Auto accident ruled work-related injury
In another interpretation that received little fanfare, OSHA ruled that a worker injured in an automobile accident while attending an off-site training session must be considered a work- related injury by her employer. An interpretive letter made available by NetCompliance indicates the agency has ruled "employees who travel on company business shall be considered engaged in work related activities all the time they spend in the interest of the company."
OSHA was responding to a letter from a Memphis, TN, occupational health professional who described an accident to an employee who was exiting the parking lot of an off-site training facility in her privately owned vehicle "when it was rear ended, causing strain injuries to the employee’s shoulder, neck, back and knee. These injuries were treated at a hospital emergency department with a sling and prescription painkillers." OSHA said the letter described a scenario that "would indicate that the travel was in the interest of the company and therefore work-related. Because the employee received prescription medications as a result of the injuries, the case should be recorded" as a work injury.
"This little noticed OSHA determination has major implications for all American companies, particularly small businesses," Krishnan says. "Employers spend tens of millions of dollars each year in providing off-site worker training. Now the federal government has reaffirmed its long-standing policy that these workers are covered by workplace safety rules even while traveling to and from an off-site training facility. This will increase dramatically the liability facing American business. Furthermore, the ruling calls into question who is responsible if the injury occurs within the training facility."

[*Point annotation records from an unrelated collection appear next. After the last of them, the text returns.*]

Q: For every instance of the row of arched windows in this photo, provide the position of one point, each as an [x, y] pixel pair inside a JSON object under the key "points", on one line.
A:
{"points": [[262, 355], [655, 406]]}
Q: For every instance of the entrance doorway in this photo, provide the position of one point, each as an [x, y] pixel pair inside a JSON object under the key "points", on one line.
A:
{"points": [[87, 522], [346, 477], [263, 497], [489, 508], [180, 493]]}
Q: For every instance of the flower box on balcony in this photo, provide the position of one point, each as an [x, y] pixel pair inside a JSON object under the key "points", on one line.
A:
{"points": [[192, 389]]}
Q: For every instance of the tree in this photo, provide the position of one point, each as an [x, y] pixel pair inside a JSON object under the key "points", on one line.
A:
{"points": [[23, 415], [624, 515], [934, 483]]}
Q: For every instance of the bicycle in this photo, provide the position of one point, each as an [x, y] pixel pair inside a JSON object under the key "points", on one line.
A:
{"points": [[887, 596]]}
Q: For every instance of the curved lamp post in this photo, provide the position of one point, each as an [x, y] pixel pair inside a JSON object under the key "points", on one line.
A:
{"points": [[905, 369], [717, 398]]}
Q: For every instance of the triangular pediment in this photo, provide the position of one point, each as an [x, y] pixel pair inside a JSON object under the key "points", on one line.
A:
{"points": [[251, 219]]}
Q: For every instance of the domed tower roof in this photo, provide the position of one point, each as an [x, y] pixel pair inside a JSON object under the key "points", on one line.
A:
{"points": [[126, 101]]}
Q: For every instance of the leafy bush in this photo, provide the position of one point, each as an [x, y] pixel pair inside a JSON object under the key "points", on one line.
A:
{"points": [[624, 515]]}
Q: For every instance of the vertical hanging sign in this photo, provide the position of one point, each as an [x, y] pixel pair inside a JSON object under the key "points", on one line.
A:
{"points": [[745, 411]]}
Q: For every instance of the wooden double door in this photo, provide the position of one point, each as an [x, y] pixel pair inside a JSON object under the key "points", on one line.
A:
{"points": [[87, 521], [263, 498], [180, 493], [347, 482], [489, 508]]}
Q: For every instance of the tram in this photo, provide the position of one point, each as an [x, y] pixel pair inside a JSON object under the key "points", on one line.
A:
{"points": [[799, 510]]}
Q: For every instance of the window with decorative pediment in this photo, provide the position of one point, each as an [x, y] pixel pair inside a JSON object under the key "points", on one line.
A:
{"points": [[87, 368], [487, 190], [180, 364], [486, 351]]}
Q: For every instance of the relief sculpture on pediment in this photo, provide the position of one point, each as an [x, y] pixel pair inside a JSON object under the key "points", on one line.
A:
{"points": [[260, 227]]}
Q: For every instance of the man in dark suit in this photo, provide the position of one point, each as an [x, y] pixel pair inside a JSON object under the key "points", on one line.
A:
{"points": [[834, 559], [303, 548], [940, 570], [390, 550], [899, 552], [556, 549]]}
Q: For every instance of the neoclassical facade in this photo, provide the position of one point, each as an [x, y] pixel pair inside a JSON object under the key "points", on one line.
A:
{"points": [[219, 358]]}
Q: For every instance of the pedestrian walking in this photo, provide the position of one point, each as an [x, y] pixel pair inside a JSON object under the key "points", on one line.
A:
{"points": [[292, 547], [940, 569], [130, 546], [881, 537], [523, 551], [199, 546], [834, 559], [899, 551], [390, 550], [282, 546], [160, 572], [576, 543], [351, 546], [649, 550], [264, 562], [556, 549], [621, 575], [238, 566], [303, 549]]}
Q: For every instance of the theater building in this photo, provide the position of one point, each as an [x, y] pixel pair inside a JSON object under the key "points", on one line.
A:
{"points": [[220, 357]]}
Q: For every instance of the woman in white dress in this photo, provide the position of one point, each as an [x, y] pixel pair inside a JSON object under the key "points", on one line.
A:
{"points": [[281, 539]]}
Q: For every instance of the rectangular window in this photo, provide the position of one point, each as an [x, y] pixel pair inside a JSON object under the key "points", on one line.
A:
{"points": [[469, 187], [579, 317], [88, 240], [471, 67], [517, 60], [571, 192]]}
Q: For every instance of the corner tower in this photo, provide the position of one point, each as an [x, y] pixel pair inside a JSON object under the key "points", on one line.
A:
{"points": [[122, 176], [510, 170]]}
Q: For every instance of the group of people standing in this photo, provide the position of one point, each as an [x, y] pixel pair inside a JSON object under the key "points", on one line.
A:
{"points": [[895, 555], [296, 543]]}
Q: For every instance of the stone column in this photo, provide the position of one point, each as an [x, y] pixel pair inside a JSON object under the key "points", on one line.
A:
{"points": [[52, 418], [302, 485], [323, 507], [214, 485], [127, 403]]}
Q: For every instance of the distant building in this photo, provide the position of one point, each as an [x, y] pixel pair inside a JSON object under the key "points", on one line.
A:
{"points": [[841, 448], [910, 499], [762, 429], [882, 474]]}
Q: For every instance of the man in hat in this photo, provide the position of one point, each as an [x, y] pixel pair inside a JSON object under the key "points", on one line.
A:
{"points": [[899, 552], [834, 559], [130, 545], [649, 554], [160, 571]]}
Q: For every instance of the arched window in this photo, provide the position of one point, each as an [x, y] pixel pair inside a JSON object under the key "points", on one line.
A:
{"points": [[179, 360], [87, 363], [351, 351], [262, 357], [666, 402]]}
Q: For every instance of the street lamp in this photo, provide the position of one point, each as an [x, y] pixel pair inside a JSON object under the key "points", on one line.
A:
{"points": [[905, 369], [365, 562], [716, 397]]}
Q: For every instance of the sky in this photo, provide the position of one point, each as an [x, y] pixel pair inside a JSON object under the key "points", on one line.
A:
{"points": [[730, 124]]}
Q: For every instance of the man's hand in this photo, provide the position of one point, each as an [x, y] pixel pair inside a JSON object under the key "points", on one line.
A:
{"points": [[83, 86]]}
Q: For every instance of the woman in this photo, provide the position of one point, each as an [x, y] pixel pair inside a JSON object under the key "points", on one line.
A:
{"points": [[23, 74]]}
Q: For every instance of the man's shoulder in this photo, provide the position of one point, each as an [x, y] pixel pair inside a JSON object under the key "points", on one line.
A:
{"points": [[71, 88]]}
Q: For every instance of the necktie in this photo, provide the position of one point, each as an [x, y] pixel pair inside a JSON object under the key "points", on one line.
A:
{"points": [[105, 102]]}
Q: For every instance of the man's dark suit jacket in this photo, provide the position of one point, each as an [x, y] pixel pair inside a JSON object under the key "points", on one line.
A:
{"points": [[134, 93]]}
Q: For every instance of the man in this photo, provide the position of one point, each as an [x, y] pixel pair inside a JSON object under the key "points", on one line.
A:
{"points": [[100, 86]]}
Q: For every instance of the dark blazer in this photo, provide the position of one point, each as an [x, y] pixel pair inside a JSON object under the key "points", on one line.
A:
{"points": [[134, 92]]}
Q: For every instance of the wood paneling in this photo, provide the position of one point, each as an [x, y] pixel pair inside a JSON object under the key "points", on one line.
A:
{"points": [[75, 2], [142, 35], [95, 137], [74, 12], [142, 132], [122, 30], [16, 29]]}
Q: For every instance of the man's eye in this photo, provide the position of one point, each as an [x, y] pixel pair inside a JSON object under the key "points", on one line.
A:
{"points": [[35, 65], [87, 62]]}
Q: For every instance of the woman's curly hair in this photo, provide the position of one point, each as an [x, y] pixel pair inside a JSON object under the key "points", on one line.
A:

The letter writer explained that the employee was attending an off-site, three-day ergonomic training course open to personnel nationwide. The training facility was located in the next town, situated 19 miles from the employee’s normal worksite and approximately 40 to 45 miles from the employee’s home. Because of the proximity of the training facility, the employee was not permitted to stay overnight at the facility and was required to travel daily from home.
At the end of the second day of training, after being dismissed from the course and conducting a training/feedback session with some of the out-of-state employees, the employee began driving back to her normal worksite to pick up a computer for a customer and to enter notes from the training/feedback session.
OSHA’s Greenaugh responded to the letter by saying the employee’s travel between the training facility and the home office should be considered work-related and therefore the case should be recorded on the OSHA Log. Q&A C-19 on page 36 of the Recordkeeping Guidelines states, "Employees who travel on company business shall be considered to be engaged in work related activities all the time they spend in the interest of the company."
"As described in your scenario, at the time of the accident, the employee was engaged in travel between the training facility and the home office in order to retrieve a computer for a customer and paperwork for a manager. This would indicate that the travel was in the interest of the company and therefore work-related." Greenaugh wrote. "Because the employee received prescription medications as a result of the injuries, the case should be recorded."